The names of the authors on the covers of these books were usually followed by initials denoting the degrees they had earned. The blurbs promised to reveal to the careful reader the secrets to boosting confidence, to conquering fears, to honing sexual prowess. I recalled now doing the exercises, trying out some of the tactics in a coffee shop, on a dance floor, walking down a pavement. Leafing through The Nice Guys’ Guide to Getting Girls once again, I recalled the aloof French girl who worked in the Enchanter vintage clothing store in Galway. Whenever I’d visit the shop, I’d try – as instructed – to make small talk in a casual, confident way, head up, chest out, even though my heart was thumping like a spent greyhound’s. My efforts made not the faintest impression on the French girl.
Over a decade since I’d last strutted between rails of sheepskins and grandfather shirts in the Enchanter, and since I’d last bought a self-help book, I now found myself listening to Margaret Forde’s soft, kind voice, suspicious of anything she might say that had the ring of a quick-fix nostrum. How can one honestly try to undo years of harmful thought patterns, part of me thought, in a twelve-hour night class? But, Forde’s approach was more scientific than those of the self-help books of my youth, and it was alluring to picture life brightening, if only by a solitary ray, through learning this discipline of positive thinking.
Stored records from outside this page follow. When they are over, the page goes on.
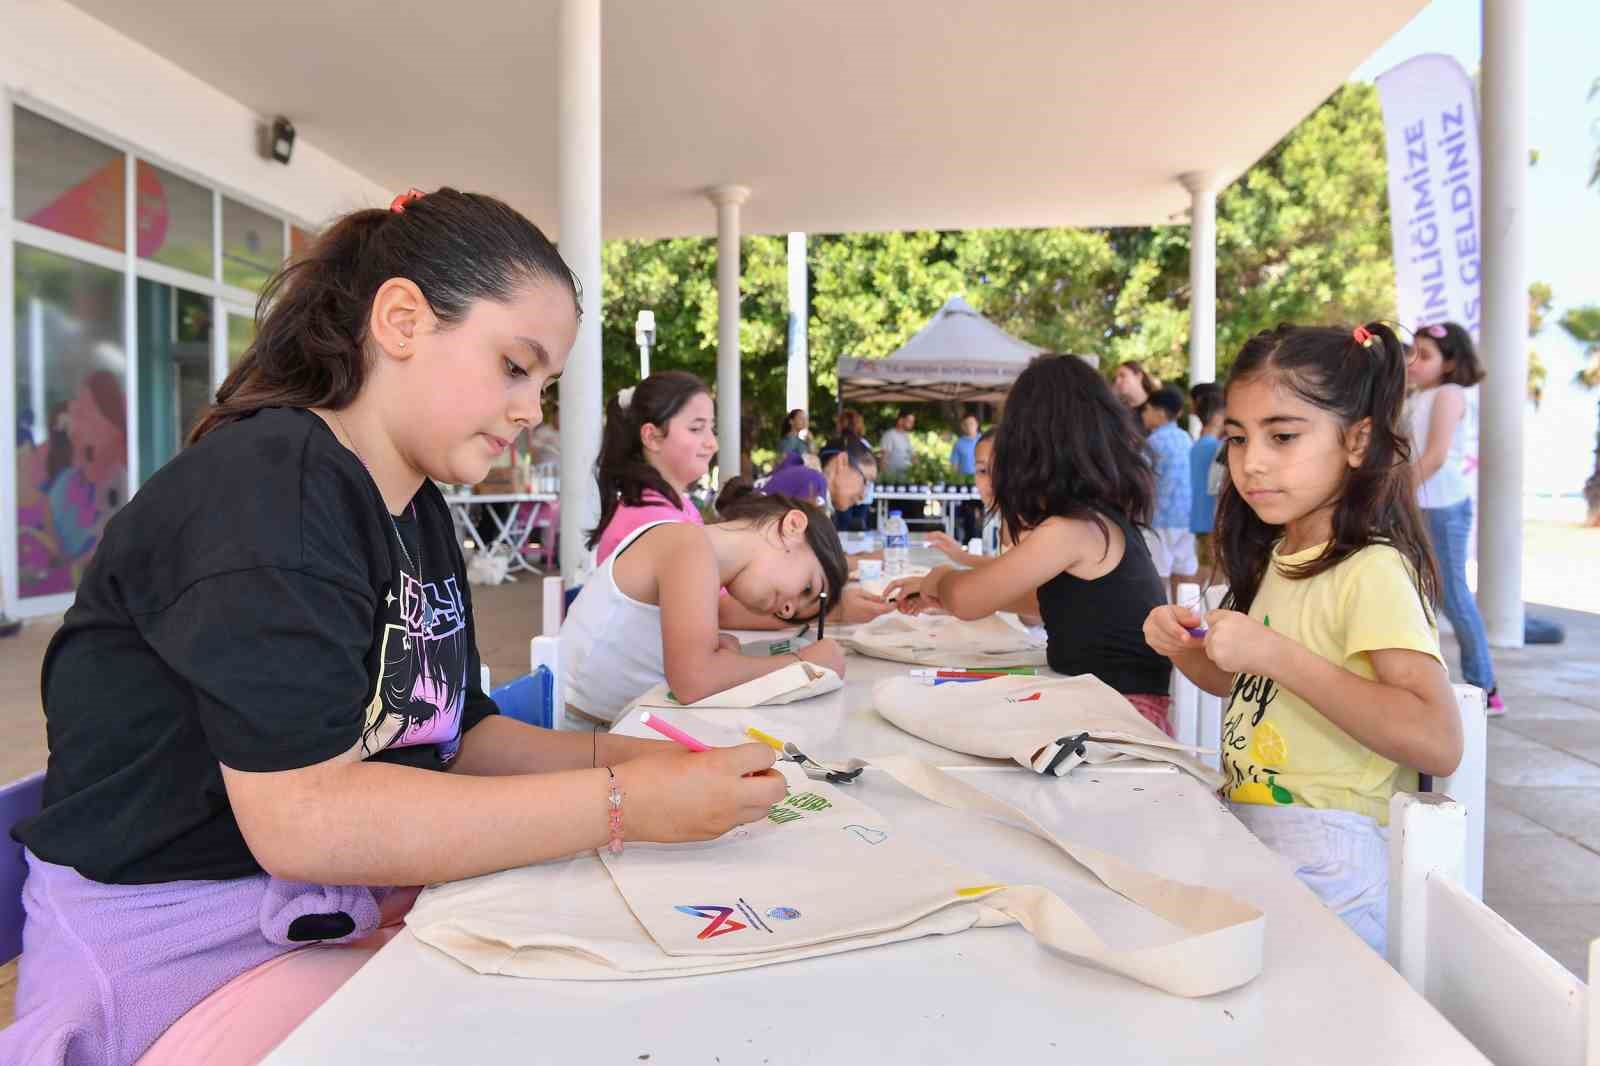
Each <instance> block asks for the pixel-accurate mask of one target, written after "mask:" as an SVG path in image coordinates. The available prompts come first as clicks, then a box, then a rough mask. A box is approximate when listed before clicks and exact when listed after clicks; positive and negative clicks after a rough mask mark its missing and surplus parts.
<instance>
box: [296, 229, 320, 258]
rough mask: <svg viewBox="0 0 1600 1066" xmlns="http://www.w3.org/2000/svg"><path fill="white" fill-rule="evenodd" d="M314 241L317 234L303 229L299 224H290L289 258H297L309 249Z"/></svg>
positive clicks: (315, 240)
mask: <svg viewBox="0 0 1600 1066" xmlns="http://www.w3.org/2000/svg"><path fill="white" fill-rule="evenodd" d="M314 243H317V234H312V232H310V230H304V229H301V227H299V226H290V259H299V258H301V256H302V254H306V253H307V251H310V246H312V245H314Z"/></svg>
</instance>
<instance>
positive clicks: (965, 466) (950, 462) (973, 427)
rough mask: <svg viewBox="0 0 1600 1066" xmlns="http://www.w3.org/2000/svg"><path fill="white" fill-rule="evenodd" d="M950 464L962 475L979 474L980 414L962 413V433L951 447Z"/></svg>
mask: <svg viewBox="0 0 1600 1066" xmlns="http://www.w3.org/2000/svg"><path fill="white" fill-rule="evenodd" d="M950 466H954V467H955V472H957V474H960V475H962V477H976V475H978V416H976V415H962V435H960V437H957V439H955V443H954V445H952V447H950Z"/></svg>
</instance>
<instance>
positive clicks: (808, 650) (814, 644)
mask: <svg viewBox="0 0 1600 1066" xmlns="http://www.w3.org/2000/svg"><path fill="white" fill-rule="evenodd" d="M795 655H798V656H800V658H802V659H805V661H806V663H816V664H818V666H826V667H827V669H830V671H834V672H835V674H838V675H840V677H843V675H845V650H843V648H842V647H838V642H837V640H834V639H832V637H822V639H821V640H818V642H816V643H813V645H808V647H805V648H800V650H798V651H795Z"/></svg>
And so, for two hours every Wednesday evening over the next five weeks, I bracketed as best I could my reservations about the supposed benefits of adopting a sunny outlook on life, and instead allowed Margaret Forde to guide me through a range of exercises designed to teach us how to boost our resilience, increase the intensity of the positive feelings we already have, and limit the impact of negative feelings, that are inevitable, this side of heaven.